Despite a splendid cover photo showing McGann in costume there is very little on the new Movie bar that which is covered in Gallifrey Guardian. All the interviews and set/location reports advertised in DWM 236 as being in 237 will now appear (hopefully!) next issue. (I imagine there will now be a plethora of McGann covers for a while, just as there were Davison covers back in the early 1980s). The Monitor returns, this time casting a glance at the uncanny similarities between the James Bond film series and Doctor Who, an article I always had in mind to write for TSV. The Evil of the Daleks telesnaps get off to an impressive start. I wish this story still existed on video; I am convinced it deserves its status as a true classic. The Archives is given a new layout, with a side-panel presentation highlighting interesting facts about the serial. Silver Nemesis had previously been advertised as being the story for this issue, but instead we get The Sontaran Experiment. Gary Russell's three-part comic strip, Black Destiny, comes to a conclusion, with the unexpected revelation that this and the previous two strip stories have all been linked in some way. All we know is that the mysterious 'watcher' has a TARDIS. Could it be the Meddling Monk..? Jean Marsh discusses her three roles in the programme; and the second part of the Nicola Bryant interview is rather revealing; and I'm not referring to her comments! Beauty And The Beast, indeed. Maybe the 'r' is missing from the last word? JNT covers the making of The Five Doctors and the 1983 Longleat 20th anniversary exhibition/festival in this latest chapter of his memoirs. This feature has proven to be the eye-opener I was hoping it would be. I wouldn't be surprised if the team writing Doctor Who - The Eighties uses this column as a major source document.

Doctor Who Magazine Spring Special: The Sixties Dalek Movies (February 1996)

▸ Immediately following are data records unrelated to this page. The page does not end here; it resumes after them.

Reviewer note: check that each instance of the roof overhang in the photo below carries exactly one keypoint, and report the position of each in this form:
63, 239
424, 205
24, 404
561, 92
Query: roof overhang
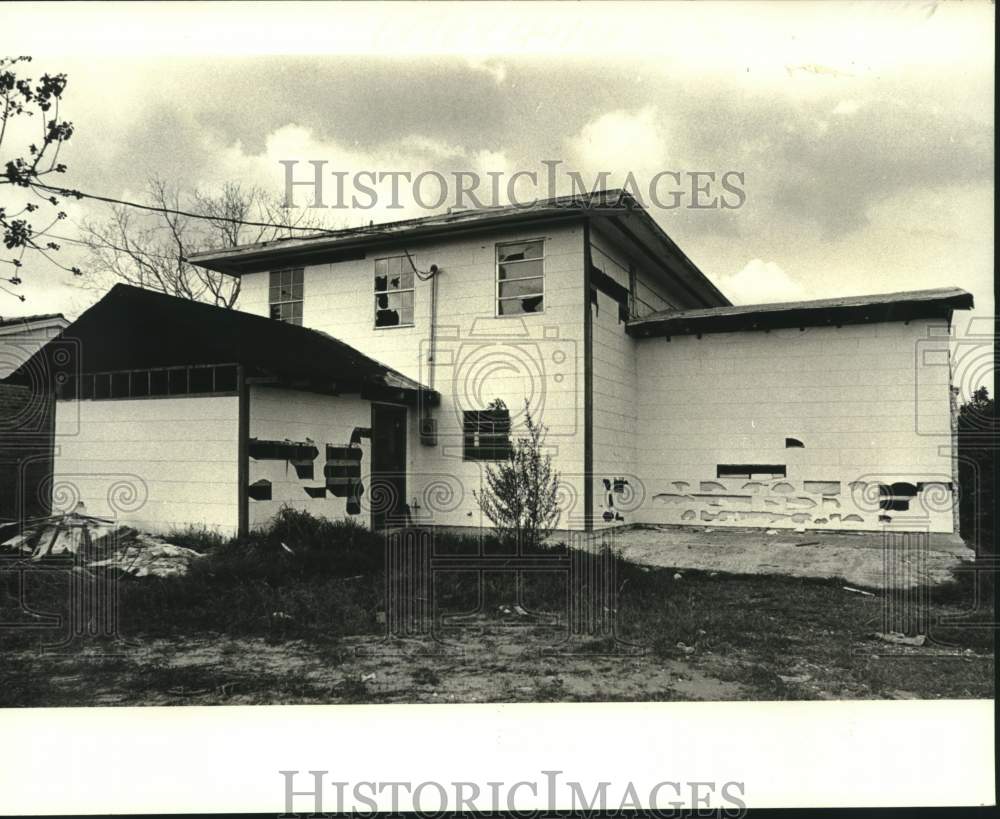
917, 304
615, 210
133, 329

I was disappointed in this special. The magazine gives a very basic look behind-the-scenes on the two Peter Cushing Dalek movies. There is very little information on the actual production of the films. Perhaps far too much emphasis is made on the marketing and merchandise aspect. I guess I was expecting a full examination of the making of the movies along the lines of the Archives in the monthly magazine. Instead, we get a less than effective version of the Dalekmania video. Indeed, I am sure that many of the quotes used come from the video! Given that 'Dalek-film expert' Marcus Hearn appeared on the video talking about the films and was the chief writer for the Special, one would have expected more information. But there is no mention of the fact that someone else dubbed Yvonne Antrobus's dialogue or that the extras playing Thals demanded more money to have their chest-hair shaved off! The token comic strip doesn't quite capture the style and humorous tone of the films. Seeing Cushing's Doctor battling a Martian war-robot just doesn't ring true. The magazine does have one positive side; the photos are nice to look at.

This item appeared in TSV 47 (April 1996).